Commenting on the laws passed to prevent the Prime Minister’s trials coming to verdict or the indictment of other politicians is a “partiality” shared with most of the western press, left, right and center; it is hardly “gossip”. In these fundamental issues, Italy is out of step with the standards of the rest of western democracies. This is a concern for us all.
In the immediate past, moreover, Italy has indeed been without a helmsman with even Berlusconi’s own newspapers commenting on his lack of leadership.
The growth figure that Amb. Terzi quotes refers an increase after striking declines in previous years and in any case should be analyzed together with other figures. However, whichever figures the Ambassador cares to use, it is undeniable that Italy has been in relative decline for almost the last two decades (eight years of center-right under Berlusconi, seven years of center-left under Prodi and others, the rest technical or centrist).
As far as the record of Italy’s peacekeepers across world is concerned, I wholeheartedly support Ambassador Terzi’s affirmations and have said so in the past and in an article due out next month. They do sterling work in the Balkans and in Lebanon and as well as in Afghanistan – all are missions given almost universal support by the Italian Parliament and initiated by both center-right and center-left governments.
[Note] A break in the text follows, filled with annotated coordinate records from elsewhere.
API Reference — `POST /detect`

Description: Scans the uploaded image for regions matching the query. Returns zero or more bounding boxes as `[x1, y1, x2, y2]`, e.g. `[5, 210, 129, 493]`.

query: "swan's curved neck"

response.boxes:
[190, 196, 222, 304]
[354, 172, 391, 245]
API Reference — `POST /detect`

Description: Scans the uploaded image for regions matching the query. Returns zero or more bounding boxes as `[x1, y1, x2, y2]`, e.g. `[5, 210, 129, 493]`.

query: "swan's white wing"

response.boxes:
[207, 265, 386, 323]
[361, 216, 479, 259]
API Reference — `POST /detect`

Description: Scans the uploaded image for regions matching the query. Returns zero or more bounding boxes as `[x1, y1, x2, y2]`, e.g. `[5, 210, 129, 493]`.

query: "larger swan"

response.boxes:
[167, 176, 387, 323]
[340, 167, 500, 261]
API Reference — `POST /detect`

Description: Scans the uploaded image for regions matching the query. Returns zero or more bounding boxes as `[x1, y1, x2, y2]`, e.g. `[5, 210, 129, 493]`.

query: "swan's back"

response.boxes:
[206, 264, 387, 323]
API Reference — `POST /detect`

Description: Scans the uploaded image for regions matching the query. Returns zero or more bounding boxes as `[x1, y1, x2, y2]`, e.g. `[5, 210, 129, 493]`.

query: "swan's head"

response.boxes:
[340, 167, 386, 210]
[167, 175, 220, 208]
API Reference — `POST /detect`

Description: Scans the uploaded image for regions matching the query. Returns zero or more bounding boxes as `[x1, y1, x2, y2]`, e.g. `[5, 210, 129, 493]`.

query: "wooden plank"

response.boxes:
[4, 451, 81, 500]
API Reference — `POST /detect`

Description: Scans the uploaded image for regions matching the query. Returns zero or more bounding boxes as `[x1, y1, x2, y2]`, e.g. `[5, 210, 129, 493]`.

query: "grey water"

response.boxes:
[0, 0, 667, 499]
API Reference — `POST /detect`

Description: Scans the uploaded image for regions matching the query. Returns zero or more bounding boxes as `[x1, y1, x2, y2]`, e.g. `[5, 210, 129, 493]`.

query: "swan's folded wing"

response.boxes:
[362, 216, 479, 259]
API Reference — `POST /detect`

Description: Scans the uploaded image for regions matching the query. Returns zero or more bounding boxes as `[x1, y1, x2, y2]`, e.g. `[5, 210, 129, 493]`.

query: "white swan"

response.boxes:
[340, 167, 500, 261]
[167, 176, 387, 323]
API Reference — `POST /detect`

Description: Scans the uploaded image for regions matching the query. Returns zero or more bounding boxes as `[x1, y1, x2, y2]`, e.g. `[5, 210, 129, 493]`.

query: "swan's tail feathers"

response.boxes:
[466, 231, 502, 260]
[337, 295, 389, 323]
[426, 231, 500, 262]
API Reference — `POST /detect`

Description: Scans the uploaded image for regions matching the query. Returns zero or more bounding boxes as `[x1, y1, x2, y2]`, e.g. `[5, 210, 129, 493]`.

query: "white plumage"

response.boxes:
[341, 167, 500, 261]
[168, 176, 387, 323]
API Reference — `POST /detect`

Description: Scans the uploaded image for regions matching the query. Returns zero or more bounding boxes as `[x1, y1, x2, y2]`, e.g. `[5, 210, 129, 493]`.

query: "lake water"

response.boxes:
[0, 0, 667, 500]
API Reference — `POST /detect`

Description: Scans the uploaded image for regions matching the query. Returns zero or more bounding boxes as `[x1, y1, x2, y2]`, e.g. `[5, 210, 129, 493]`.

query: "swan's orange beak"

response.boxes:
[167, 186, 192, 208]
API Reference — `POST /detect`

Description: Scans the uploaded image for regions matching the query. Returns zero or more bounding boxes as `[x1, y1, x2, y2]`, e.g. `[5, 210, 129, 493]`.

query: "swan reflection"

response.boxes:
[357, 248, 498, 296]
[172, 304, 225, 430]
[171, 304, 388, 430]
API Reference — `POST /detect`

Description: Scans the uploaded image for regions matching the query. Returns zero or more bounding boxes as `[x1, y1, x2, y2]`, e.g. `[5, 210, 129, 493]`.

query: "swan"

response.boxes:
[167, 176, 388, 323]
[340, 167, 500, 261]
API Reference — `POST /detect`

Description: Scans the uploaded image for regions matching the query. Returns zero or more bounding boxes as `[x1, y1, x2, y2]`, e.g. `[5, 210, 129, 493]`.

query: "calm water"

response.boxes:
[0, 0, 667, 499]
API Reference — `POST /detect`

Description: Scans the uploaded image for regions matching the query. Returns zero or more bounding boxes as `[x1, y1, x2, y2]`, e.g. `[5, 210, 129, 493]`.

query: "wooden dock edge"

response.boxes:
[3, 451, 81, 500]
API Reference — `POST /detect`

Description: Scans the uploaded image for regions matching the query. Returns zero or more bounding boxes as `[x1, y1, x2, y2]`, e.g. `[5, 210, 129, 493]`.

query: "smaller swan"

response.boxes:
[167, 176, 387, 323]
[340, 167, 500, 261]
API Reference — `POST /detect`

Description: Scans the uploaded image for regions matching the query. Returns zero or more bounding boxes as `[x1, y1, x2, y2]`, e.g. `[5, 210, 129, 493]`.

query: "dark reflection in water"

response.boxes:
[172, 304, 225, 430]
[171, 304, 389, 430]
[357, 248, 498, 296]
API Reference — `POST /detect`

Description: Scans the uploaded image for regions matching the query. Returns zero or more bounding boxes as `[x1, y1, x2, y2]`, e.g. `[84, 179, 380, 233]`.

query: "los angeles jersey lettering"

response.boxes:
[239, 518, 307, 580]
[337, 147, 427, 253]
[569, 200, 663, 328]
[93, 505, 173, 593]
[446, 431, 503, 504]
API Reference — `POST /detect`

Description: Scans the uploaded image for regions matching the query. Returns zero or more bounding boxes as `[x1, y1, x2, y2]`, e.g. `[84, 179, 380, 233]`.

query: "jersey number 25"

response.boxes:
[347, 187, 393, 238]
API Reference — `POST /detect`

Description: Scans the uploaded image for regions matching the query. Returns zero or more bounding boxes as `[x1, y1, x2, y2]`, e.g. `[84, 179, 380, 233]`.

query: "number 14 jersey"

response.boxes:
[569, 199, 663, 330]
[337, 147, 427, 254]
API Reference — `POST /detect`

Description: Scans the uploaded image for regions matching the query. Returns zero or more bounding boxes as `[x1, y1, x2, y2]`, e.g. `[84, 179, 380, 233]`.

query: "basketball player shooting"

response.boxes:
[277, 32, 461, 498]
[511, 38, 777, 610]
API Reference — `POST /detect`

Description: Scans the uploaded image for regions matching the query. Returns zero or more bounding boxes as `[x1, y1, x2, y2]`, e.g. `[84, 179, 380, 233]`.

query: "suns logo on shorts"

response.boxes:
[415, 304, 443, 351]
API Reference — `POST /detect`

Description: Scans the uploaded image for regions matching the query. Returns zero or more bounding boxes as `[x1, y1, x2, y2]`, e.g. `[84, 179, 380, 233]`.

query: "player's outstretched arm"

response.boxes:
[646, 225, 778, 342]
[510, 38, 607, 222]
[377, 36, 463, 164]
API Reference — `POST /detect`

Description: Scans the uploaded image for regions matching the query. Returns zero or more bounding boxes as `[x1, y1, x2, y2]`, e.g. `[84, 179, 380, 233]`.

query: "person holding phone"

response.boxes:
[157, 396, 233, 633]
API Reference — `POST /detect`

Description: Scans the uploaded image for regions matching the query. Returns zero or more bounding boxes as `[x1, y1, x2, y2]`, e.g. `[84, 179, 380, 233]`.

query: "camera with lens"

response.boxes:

But their good work does not cancel the strongly negative elements of Italy’s present and past governments.

I would add that Italy’s apparent lack of leadership and lack of alternation in the so-called “First Republic” from 1948 to 1994 with 47 governments in 44 years was compensated by consistent economic growth and a distribution of power and resources (lottizzazione) which however grubby at times, did maintain a high degree of pluralism.
As for my correspondent who gives Paolo Sylos Labini the responsibility for Italy’s population decline, I am sure that there are many economists who would dearly love to have had such an influence on society but few apart from perhaps Keynes have been anywhere near. Many on the left would also dearly have loved to have been in government for 30 years but so far that is just pie in the sky.
On the Catholic score and the role of the Church in Italy, today is 20th September and I hope to address that question on the 140th anniversary of the Breach of Porta Pia.